ゲルハルト「あぁ。っとアイト宛てに依頼が来たぞ」
壁に付けている手と反対の手に握られた紙が恐らく依頼書だ。
アイト「誰から。内容は?」
ゲルハルト「憲兵団から。個人宛の依頼だから未開封だ」
アイト「悪いが開封頼む」
ゲルハルト「あいよ。机のペーパーナイフ借りるぞ」
そう言ってゲルハルトは執務室の方に向かった。
アイリス「何ですかね…。勅令憲兵からじゃないからまさとは思うけど…」
用意し終えたアイリスが心配げにこちらを見つめる。
言いたい事は分かる。
殺しの仕事かもしれません、って言いたいのだろう。
アイト「夕食時にそんな依頼勘弁して欲しいよな…」
アイリス「…ですね。ゲルハルトォー、夕飯出来たから取り敢えずこっちに来なよ」
皿にスープを盛り、テーブルの中央にパンの入ったバスケットを置いて諜報部の夕飯の支度は整った。
三人が席に座ったのを見ると、アイリスが元気に食事の合図を言い放った。
アイリス「じゃ、いただきまーす!」
アイト・ゲルハルト『いただきます』
夕飯はパンとコンソメ風スープ。この世界にはコンソメの素はやはり無かったので、市場にある安価な素材でその風味に近いものを作ってみた。美味い。
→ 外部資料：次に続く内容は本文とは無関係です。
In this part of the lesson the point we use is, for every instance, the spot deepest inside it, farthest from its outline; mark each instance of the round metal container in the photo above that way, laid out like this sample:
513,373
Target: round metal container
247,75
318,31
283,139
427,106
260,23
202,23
アイリス「アイトさん憲兵じゃなくて料理人した方が儲かるんじゃないですか?」
アイト「転職しようかな」
ゲルハルト「戦う料理人かよ―――さっきの依頼書だが殺しじゃねぇよ」
パンを齧りながらゲルハルトは空いた手で俺の前に依頼書を差し出した。
隣角のアイリスも覗き込む。
アイリス「何々…? 『トロスト区憲兵団と共にトロスト区内治安維持活動。及び開拓民の生産率向上』……ってそれ普通の憲兵団の仕事じゃん!!」
バンッ! とテーブルを叩く。一番近かった俺のスープが見事に振動で零れた。
アイリス「憲兵団はそんな普通の任務も私たちに丸投げするんですか!?」
ゲルハルト「憲兵団がこんな依頼してくるってなると相当だな」
あまりの状況にため息が漏れた。今の日本の警察を見ている気分だ。